Collect for Endurance (Friday Morning)
Almighty God, whose most dear Son went not up to joy but first he suffered pain,
and entered not into glory before he was crucified:
Mercifully grant that we,
walking in the way of the Cross, may find it none other than the way of life and peace;
through Jesus Christ your Son our Lord. Amen.
This prayer was written by Bishop Huntington and proposed for the 1892 Prayer Book, but not adopted until 1928 where it became the Collect for Monday in Holy Week. (Before 1928, Monday through Wednesday in Holy Week did not have unique collects.) This prayer continues in that role in the 1979 and the present Prayer Books, but was adopted in 1979 for Fridays in Morning Prayer, as continues to be the recommendation here.
The theology of the cross is the major biblical background for this prayer, drawing especially from the language of Romans 8. That our Lord had to suffer before he was glorified is a major theme in the Gospel according to Saint John and famous Holy Week texts such as Philippians 2, and the application of that “way of the cross” has been an enduring element in Christian spirituality ever since. Although there are victories to celebrate, as the Collect for Strength to Await Christ’s Return indicates, we still must also take up our cross and follow him. Though we have much to endure, we can find following Christ to be “the way of life and peace.”
Collect for Sabbath Rest (Saturday Morning)
Almighty God, who after the creation of the world rested from all your works
and sanctified a day of rest for all your creatures:
Grant that we,
putting away all earthly anxieties, may be duly prepared for the service of your sanctuary,
and that our rest here on earth may be a preparation for the eternal rest
promised to your people in heaven; through Jesus Christ our Lord. Amen.
This is another 19th century prayer, written by Edward Benson, the 94th Archbishop of Canterbury. His original used the word “sabbath” instead of “rest” in the body of the text. Its first entry into the Prayer Book tradition seems to be in 1979, labelled a “Collect for Saturdays”, where it remains here.
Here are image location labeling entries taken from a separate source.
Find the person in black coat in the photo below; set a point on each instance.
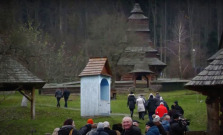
(58, 95)
(151, 106)
(128, 128)
(175, 127)
(100, 129)
(107, 128)
(68, 128)
(131, 103)
(178, 108)
(66, 95)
This prayer reads as a brief summary of a theology of rest, drawing primarily from Hebrews 4:1-9. The rest that God appointed for all his creatures on the Sabbath day is both an acknowledgement of God’s sovereignty in the old creation, and an anticipation of his completion of the new creation yet to be revealed. Our day of rest is to be a time to “put away earthly anxieties” and prepare for the divine work of worship.